Machines, Money and Web Content
TL;DR: AI agents now consume more web content than ever, yet send almost no traffic back to publishers. Blocking them no longer works; charging them is fairer, cleaner, and finally practical thanks to x402 and stablecoin micropayments. We built a live Ghost paywall that machines can unlock with one HTTP request.
There’s a shift happening in plain sight: the dominant visitors to websites are no longer people, they’re bots. Intelligent agents. AI crawlers. Retrieval-Augmented Generation (RAG) bots like PerplexityBot and ChatGPT-User are scouring the web, consuming and synthesizing content for end users.
According to TollBit’s Q1 2025 report, RAG bot scraping grew 49% in just one quarter, surpassing traditional training crawlers. Some AI bots now account for up to 30% of all Googlebot-equivalent scraping volume.

These bots are voracious readers, but stingy with referrals. Despite massive content consumption, AI agents drive just 0.04% of external traffic back to publishers. Google, by comparison, drives over 85%.
The web was built on a contract: I link to you, you link to me. But machines don’t click links. They consume without engaging.
Free riders?
Historically, websites have tried to block bots using robots.txt. That worked... until it didn’t.
Bots now regularly bypass rules via masked agents, residential IPs, or third-party crawlers. In March 2025, over 26 million scrapes ignored robots.txt in a single month, and that's only counting Tollbit's users.
The default reaction has been defensive: detect and block. But blocking is brittle, adversarial, and increasingly ineffective.
There’s a better approach: charge them. If they’re deriving value from your data, they should contribute value in return.
It’s the digital equivalent of a toll road: open access, but paid.

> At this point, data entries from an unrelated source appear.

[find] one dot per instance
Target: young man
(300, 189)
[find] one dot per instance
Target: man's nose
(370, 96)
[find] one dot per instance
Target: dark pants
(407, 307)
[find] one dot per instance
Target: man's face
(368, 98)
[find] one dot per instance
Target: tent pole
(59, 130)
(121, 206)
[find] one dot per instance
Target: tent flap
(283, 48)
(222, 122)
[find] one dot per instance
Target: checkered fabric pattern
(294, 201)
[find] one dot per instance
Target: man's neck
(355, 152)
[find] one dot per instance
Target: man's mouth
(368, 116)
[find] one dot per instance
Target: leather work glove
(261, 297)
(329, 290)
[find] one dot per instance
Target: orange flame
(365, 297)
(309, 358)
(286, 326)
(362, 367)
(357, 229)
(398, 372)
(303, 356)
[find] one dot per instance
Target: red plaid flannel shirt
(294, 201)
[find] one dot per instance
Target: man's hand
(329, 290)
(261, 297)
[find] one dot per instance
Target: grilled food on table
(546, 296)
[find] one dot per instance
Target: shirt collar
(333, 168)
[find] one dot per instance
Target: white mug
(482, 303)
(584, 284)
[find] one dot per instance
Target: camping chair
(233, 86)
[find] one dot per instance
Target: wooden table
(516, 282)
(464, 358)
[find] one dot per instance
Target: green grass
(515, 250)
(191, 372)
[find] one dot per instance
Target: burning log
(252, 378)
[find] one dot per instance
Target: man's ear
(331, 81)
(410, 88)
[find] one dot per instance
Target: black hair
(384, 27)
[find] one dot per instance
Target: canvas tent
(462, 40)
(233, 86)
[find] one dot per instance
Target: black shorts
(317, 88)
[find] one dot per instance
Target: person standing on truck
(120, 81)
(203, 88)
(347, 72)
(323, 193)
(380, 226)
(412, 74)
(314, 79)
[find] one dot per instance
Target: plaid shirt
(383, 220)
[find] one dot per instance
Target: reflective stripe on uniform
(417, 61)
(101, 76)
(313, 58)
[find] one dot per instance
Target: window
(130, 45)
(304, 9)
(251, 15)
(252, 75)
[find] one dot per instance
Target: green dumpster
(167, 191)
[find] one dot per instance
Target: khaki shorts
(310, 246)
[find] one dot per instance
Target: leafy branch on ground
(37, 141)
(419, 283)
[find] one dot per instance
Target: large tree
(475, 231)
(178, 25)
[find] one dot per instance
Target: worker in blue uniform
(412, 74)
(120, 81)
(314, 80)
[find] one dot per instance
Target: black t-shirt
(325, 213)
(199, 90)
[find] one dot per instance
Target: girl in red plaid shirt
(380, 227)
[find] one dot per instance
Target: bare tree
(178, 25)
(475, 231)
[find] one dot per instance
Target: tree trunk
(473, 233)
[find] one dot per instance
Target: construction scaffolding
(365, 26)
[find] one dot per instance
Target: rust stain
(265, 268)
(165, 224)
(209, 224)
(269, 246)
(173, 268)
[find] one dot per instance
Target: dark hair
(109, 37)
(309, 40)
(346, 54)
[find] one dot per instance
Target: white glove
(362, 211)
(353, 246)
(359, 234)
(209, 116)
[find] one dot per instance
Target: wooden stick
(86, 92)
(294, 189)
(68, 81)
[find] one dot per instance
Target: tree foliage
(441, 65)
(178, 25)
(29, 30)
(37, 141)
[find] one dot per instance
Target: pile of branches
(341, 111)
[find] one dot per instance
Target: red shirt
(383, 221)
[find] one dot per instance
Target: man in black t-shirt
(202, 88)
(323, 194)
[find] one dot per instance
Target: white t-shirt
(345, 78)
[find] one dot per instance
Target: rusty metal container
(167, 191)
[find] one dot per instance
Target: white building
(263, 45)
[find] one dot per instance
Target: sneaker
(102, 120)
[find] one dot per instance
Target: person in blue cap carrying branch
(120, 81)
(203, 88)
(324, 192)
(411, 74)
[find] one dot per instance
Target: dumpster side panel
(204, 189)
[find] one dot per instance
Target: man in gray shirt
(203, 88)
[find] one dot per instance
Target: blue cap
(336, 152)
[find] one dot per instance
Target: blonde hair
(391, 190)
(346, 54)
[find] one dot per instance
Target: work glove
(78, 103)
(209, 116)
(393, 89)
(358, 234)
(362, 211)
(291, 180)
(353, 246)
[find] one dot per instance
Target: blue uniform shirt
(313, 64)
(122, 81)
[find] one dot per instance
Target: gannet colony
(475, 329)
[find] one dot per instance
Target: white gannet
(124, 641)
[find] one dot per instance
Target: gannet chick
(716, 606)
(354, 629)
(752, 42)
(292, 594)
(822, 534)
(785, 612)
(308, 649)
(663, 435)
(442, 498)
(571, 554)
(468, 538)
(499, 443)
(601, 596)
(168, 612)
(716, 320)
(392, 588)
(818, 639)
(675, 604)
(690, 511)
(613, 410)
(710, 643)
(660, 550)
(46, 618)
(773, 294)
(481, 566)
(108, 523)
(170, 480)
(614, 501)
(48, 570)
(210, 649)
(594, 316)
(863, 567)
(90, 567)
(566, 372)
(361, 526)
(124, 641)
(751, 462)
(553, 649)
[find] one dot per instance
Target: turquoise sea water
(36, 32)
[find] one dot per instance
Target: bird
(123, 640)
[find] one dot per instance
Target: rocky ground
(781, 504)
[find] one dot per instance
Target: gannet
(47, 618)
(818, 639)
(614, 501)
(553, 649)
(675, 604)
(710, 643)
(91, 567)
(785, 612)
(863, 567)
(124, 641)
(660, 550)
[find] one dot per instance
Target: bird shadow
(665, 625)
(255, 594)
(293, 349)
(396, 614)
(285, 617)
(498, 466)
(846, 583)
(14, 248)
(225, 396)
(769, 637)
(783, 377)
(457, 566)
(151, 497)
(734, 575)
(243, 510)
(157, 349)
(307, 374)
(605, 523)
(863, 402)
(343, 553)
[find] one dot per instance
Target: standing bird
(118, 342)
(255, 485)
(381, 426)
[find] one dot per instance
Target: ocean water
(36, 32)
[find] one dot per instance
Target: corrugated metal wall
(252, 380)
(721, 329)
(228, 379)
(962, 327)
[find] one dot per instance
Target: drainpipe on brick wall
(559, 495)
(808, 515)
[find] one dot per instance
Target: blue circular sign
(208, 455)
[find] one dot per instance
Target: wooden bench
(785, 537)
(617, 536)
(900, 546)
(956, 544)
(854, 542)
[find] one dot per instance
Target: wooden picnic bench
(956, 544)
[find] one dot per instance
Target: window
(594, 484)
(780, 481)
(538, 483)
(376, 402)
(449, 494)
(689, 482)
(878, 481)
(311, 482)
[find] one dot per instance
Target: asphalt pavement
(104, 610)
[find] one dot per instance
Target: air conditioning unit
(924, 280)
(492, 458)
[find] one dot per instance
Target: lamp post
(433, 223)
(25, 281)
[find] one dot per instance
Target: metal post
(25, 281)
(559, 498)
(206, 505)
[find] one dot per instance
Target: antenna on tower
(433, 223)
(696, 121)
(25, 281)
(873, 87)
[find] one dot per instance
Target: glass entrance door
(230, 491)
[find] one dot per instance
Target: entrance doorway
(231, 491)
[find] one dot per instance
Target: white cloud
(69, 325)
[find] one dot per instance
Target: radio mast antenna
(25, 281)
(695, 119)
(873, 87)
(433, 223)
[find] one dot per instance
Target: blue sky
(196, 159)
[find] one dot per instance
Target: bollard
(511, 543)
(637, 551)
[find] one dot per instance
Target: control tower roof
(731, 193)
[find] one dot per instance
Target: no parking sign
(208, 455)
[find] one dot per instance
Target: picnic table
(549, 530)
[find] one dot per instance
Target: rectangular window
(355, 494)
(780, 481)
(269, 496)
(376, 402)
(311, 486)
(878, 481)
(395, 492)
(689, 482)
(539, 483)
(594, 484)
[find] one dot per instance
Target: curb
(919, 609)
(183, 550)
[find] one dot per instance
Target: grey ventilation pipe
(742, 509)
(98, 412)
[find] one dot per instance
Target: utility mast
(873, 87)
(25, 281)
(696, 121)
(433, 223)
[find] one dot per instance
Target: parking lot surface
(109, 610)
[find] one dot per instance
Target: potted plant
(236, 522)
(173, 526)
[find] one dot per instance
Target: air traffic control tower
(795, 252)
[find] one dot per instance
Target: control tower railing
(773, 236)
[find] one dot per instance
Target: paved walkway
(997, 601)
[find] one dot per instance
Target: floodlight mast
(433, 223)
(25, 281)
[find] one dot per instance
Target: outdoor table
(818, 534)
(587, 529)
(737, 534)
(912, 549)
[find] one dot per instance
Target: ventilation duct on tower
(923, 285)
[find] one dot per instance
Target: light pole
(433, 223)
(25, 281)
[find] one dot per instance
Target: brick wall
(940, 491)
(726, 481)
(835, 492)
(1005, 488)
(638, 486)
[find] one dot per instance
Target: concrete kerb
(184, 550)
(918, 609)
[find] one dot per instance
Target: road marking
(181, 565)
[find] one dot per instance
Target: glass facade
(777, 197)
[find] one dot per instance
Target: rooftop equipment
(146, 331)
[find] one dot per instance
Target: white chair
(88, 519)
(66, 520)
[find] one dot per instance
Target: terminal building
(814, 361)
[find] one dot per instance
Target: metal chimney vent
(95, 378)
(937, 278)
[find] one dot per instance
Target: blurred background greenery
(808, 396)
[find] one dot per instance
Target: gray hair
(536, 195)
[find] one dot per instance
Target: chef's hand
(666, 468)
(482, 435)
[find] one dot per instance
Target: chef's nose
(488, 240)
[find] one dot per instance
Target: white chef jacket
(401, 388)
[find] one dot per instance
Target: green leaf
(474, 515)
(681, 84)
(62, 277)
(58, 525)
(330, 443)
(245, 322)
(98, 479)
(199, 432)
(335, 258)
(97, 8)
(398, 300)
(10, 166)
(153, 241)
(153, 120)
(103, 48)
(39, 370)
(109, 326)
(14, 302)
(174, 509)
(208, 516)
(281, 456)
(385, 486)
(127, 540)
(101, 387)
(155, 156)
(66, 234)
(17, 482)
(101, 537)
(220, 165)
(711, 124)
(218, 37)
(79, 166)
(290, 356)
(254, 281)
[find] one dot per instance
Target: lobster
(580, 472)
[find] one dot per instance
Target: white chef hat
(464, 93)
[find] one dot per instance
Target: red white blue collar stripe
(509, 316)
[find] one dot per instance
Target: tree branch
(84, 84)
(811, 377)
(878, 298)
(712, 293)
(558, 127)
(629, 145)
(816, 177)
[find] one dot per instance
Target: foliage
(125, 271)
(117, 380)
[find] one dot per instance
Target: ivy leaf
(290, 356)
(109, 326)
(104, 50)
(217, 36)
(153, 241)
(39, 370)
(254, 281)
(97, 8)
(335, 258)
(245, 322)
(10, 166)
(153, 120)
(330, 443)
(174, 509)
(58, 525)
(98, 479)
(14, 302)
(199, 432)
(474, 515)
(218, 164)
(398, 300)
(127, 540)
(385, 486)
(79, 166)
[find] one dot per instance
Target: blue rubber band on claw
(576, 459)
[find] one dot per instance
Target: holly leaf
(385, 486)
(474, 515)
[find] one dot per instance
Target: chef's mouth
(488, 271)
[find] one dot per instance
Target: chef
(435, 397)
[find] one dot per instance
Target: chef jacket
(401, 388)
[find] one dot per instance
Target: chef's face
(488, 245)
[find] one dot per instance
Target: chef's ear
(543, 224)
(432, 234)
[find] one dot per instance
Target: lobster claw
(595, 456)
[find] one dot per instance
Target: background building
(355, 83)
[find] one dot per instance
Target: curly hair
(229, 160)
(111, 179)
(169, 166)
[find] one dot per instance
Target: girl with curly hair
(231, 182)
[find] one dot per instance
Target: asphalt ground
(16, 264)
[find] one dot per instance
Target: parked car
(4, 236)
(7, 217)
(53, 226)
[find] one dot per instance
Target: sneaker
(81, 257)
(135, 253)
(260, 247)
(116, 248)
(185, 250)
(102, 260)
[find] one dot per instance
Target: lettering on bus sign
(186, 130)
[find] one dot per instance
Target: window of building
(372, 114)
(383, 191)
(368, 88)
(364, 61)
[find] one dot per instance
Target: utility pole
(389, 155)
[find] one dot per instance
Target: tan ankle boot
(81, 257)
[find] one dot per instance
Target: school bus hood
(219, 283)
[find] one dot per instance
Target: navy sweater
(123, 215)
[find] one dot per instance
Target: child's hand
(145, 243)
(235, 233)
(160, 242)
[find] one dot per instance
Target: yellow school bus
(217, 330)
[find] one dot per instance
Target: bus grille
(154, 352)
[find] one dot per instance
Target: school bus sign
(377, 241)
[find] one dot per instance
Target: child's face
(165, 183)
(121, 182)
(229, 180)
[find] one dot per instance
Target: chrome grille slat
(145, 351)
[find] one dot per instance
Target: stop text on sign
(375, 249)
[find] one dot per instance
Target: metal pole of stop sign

Enter x402: HTTP-Native Paywalls
Released by Coinbase, x402 leverages stablecoins for processing programatic payments.
It works like this:
1) Your server returns 402 Payment Required.
2) Along with a header that includes payment details (amount, network,...).
3) The client (browser, script, or agent) programmatically pays.
4) Client retries including the header in the request and the server responds with200 OK.
No accounts. No cookies. No UI. Just HTTP.
Using stablecoins on bridge also means
- Global settlement in 2 seconds
- Payments of fractions of a cent (true micropayments)
- No credit card fees
- No banks
- No user signup
You can charge 0.1¢ to read an article, 1¢ to call an API, or $0.05 for high-value data. All directly from HTTP headers.
We finally have web-native micropayments.
We built a working prototype for Ghost
This blog actually implements machine-payable paywalls.
This post is free. The next one isn’t.
https://blog.proxy402.com/post/congratulations-youve-just-stepped-into-the-future/
If you pay (via browser or bot), you’ll see:
“Congratulations. You’ve just made your first machine-native payment on the internet.”
And then you’ll see the rest of the post.
A Web That Pays for Itself
The internet has always rewarded openness. But we’re entering an era where machines are the majority users and the economics must evolve.
Blocking them is unsustainable. Letting them in for free is unfair. Charging them is the path forward.
Fewsats lets us do that with the simplicity of HTTP and the power of stablecoins.
We’re not just imagining a machine economy. We’re building it.